Sarhoştum, ne yaptığımı hatırlamıyorum”, “kadın giyimi ve hareketleriyle kışkırttı”, “bana hakaret etti ben de kendimi tutamadım” gibi savunmalar, takım elbiseler, traşlı yüz ve mahzun ifadelerle zaten var olan destek hemen kendini göstererek, “iyi hal”, “ağır tahrik”, “rızası vardı” gibi indirimlerle beraat edip mahkemenin ön kapısından çıkma ihtimali oldukça yüksek!

Çocuk tecavüzlerinde bile durum aynı. Kendisini fiziken veya aklen savunamayacak durumda olan çocuk tecavüzlerinde bile “rızası vardı” indiriminin uygulandığını defalarca duyduk!

Erkek egemen zihniyete sahip hâkim ve savcıların içinde elbette vicdanı ve aklı olup yasaları uygulayanlar da var ancak ne yazık ki azınlık durumdalar.

Taciz, tecavüz ve cinsel istismarın büyük çoğunluğu da ortaya çıkmayanlardır. Yapılanın çirkinliği ve aşağılayıcı biçimi, insanların utanması, korku ve toplumsal baskı, yapılanın saklanmasına, söylenmemesine neden olmakta, böylece birçok vaka gizli kalıp bilinmemektedir.

Ortaya çıkanlardan fazlası gizlenmektedir.

Çünkü tecavüzcüyü değil tecavüz edileni ayıplayan bir etik yapısını içimize işlemişler. Tecavüze uğrayan aşağılanıyor, küçük görülüyor, suçlanıp toplum dışına itiliyor, tecavüzcü ise mağdur konumuna getiriliyor!

Açık giyinmeseydin, kuyruğunu sallamasaydın, cilve yapmasaydın, süslenmeseydin, kışkırtmasaydın gibi gerekçelerle suçlanan kişi tecavüze uğrayan oluyor ve aynı gerekçelerle tecavüzcü mağdur olmuş kişiliğe bürünebiliyor.

Diğer taraftan, özellikle de çocuk taciz ve tecavüzcüleri hastaymış gibi çocuk tecavüzleri hastalıkmış gibi göstermeler de tecavüzcülerin işine yarayan veriler oluyor. Çocuk tecavüzleri hastalık değil suçtur, adiliktir ve bunu yapanlar aşağılık insanlardır.

Gittikçe büyüyen, yaygınlaşan, azan, saldırganlaşan canavarı nasıl engelleyebiliriz? Sorusunun cevabı, onun oluşmasına olanak sağlayacak ortamın nasıl yok edileceği konusunun ortasındadır.

Öncelikle çocuklarımızı, cinsiyet temelinde değil, insan telinde yetiştirmekle başlamak zorundayız. Hatta cinsiyeti çağrıştıran “oğlum” ve “kızım” kelimelerinden bile vazgeçerek!
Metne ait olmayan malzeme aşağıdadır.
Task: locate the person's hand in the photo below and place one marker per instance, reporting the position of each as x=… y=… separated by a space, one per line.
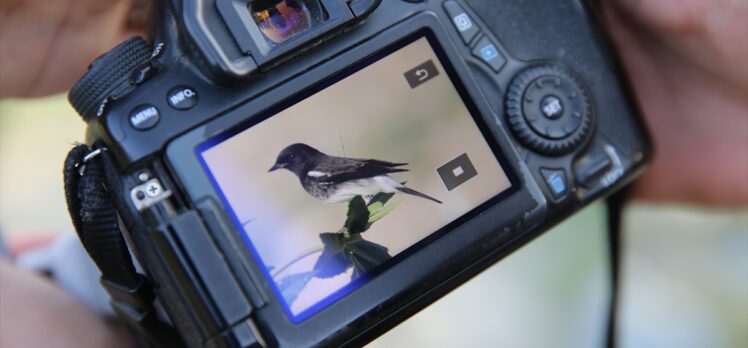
x=45 y=46
x=688 y=64
x=687 y=60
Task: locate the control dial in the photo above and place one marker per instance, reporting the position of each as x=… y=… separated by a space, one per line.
x=105 y=74
x=549 y=110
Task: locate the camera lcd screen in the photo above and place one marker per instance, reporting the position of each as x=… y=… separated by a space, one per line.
x=342 y=182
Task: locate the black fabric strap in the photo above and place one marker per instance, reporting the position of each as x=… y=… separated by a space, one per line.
x=95 y=218
x=615 y=205
x=94 y=214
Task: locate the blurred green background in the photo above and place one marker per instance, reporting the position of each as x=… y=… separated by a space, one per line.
x=685 y=270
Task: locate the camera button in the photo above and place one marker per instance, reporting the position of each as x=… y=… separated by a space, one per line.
x=144 y=117
x=556 y=181
x=487 y=51
x=182 y=97
x=464 y=24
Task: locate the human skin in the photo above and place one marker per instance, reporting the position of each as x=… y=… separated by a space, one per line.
x=686 y=59
x=688 y=63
Ancak bunu yapabilmenin ön koşulu, erkek egemen zihniyetin, sistemin tamamen ve bir daha oluşmayacak biçimde ortadan ve zihinlerde kaldırılmasıdır. Erkek egemen sistem yaşarken, eğitimden toplumsal değerlere kadar içimize işlemiş zihniyet yaşamlarımıza müdahale ederken çocukların aile içi eğitimle kişiliklerini oluşturmak tek başına mümkün olmayacaktır.

Burada asıl görev de kadına düşmektedir.

Hem erkek egemen sisteme hem de taciz, tecavüz ve cinsel istismara temelden karşı olacak tek güç kadındır.